Ce lundi, on entre dans la semaine de la médiation. Chaque année, la Commission Fédérale de la Médiation organise l'événement. "Un médiateur est formé et agréé, ça peut être un psychologue, un assistant social, un notaire, architecte, juriste ou avocat. Ce sont des missions à part entière, qui nécessitent d'ailleurs une formation continue", explique Me Virginie Luise, présidente du Centre de Mode Alternatif de Règlements des Conflits au barreau de Charleroi.

"On peut régler ses problèmes différemment, sans passer par le tribunal, avec l'aide d'un médiateur ou d'un avocat négociateur", dit-elle. "Avec les avantages suivants: on fixe soi-même le calendrier et ça peut donc aller vite, on maîtrise le coût puisqu'on paie les prestations du médiateur et pas plusieurs années de procès, et les façons de résoudre un conflit sont fixées directement par les gens eux-mêmes, sans avoir un juge qui décide à leur place. Il y a aussi le temps de s'exprimer, puisque ce sont des réunions entre les parties, pour négocier autour d'un problème à régler, ce que la justice n'a pas le temps de faire."
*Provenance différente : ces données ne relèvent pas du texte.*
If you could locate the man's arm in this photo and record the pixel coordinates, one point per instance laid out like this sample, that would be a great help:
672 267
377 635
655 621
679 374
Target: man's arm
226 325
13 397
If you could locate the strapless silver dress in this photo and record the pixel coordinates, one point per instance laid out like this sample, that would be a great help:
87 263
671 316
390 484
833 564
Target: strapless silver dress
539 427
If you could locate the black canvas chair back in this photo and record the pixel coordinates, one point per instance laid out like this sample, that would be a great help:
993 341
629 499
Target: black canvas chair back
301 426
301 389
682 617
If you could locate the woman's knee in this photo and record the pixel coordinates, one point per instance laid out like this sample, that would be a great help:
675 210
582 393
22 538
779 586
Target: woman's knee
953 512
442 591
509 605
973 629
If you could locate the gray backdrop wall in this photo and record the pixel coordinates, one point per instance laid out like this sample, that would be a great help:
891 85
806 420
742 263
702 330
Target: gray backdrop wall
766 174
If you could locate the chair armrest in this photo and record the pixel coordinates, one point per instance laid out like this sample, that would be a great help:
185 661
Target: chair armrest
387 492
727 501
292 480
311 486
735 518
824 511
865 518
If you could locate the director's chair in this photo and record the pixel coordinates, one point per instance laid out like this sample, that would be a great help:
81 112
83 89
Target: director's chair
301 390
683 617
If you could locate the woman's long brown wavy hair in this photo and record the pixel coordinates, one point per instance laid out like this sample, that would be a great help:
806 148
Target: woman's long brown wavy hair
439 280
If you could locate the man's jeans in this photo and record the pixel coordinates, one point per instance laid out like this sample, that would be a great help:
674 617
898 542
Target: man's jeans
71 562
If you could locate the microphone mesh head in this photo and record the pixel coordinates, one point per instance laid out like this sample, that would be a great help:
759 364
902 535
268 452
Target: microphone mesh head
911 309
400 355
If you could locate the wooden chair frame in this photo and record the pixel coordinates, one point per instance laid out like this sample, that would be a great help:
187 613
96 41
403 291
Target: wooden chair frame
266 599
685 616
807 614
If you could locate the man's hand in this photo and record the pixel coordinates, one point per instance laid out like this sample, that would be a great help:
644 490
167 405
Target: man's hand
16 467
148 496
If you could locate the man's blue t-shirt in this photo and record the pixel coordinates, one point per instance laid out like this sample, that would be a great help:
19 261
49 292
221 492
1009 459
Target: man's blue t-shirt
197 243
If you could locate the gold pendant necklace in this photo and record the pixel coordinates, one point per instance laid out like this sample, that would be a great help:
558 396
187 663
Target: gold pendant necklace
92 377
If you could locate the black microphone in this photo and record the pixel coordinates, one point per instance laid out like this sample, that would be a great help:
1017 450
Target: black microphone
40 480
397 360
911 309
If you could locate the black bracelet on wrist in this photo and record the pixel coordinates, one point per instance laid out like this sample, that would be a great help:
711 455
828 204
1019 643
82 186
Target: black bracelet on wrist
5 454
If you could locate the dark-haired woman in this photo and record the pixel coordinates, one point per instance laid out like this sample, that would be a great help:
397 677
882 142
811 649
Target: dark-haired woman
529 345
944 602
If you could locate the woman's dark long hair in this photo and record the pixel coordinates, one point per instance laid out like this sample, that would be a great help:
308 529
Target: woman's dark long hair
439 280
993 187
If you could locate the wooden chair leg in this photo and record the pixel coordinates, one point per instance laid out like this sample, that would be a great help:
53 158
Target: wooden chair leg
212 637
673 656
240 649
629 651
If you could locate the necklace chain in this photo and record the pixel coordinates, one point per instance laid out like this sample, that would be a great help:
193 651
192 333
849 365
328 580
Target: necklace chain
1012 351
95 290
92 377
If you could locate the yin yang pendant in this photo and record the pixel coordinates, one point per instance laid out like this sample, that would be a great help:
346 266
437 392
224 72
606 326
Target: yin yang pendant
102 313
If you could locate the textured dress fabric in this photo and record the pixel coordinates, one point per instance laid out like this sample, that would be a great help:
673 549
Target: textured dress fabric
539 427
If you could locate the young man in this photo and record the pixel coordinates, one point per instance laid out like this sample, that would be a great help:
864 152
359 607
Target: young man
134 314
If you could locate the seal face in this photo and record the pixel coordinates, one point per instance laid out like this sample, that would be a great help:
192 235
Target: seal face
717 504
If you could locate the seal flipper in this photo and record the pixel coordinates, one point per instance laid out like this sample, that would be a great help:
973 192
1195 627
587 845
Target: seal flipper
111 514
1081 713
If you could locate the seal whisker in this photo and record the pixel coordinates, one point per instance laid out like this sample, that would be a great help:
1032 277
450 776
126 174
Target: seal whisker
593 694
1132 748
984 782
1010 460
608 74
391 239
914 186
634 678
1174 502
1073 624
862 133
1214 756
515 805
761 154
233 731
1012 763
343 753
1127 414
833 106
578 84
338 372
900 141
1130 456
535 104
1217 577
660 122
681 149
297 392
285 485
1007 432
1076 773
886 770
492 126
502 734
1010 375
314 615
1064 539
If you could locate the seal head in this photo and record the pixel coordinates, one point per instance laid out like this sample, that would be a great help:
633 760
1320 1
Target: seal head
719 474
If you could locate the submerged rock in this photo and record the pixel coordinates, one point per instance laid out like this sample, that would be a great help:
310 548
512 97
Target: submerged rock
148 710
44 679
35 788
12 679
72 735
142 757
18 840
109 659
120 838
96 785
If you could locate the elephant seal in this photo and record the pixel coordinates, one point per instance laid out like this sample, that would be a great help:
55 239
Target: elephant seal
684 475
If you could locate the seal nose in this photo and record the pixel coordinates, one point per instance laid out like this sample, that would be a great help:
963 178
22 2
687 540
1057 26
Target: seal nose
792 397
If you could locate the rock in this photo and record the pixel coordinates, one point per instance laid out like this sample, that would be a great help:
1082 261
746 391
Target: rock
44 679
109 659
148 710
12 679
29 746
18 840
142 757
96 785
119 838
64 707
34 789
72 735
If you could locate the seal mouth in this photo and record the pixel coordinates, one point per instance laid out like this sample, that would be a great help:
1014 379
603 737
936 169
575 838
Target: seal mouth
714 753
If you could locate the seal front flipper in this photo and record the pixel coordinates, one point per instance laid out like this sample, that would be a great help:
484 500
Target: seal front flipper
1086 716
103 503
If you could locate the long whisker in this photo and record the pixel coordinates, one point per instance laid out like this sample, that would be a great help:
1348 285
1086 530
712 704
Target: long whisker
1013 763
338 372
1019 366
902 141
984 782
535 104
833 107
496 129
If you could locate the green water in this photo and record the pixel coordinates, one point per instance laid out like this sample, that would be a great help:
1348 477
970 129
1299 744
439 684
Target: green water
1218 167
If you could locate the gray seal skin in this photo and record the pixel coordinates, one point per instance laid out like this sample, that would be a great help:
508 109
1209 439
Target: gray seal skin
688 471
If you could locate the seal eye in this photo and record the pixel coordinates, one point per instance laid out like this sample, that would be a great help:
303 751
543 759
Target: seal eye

Les problèmes à régler peuvent être de plusieurs types. On retrouve souvent des litiges de voisinage, d'hébergement d'enfants, de communication entre parents, entre associés d'une entreprise, entre des fournisseurs et des clients, ou même de négociation sociale entre un employeur et un employé après un licenciement. "Ca demande qu'une des deux parties ait envie de régler le problème et propose à l'autre de négocier avec l'aide d'un médiateur plutôt qu'aller en justice", ajoute Me Viriginie Luise. "Mais on se rend souvent compte que le contentieux est humain avant tout, et pas seulement la hauteur des arbres ou une facture non-payée. Avec du dialogue, de la communication et la volonté de résoudre le problème, souvent les gens repartent satisfaits - dans les deux parties - et se reparlent par la suite. Ce que malheureusement une décision de justice ne permet pas toujours."

La médiation peut aussi être moins chère: à titre d'exemple, un conflit de voisinage au tribunal peut coûter plusieurs milliers d'euros, alors que le régler en médiation peut revenir à moins de 1000 euros. "Et il y a toujours la possibilité d'aller au tribunal si ça n'a pas fonctionné, bien sûr. Certaines assurances de protection juridique couvrent les frais de médiation, d'ailleurs. C'est à tester si vous pensez que ça peut être utile."

Durant toute la semaine du 11 octobre, une permanence sera tenue par un médiateur à l'entrée du Palais de Justice de Charleroi, avec un premier conseil gratuit.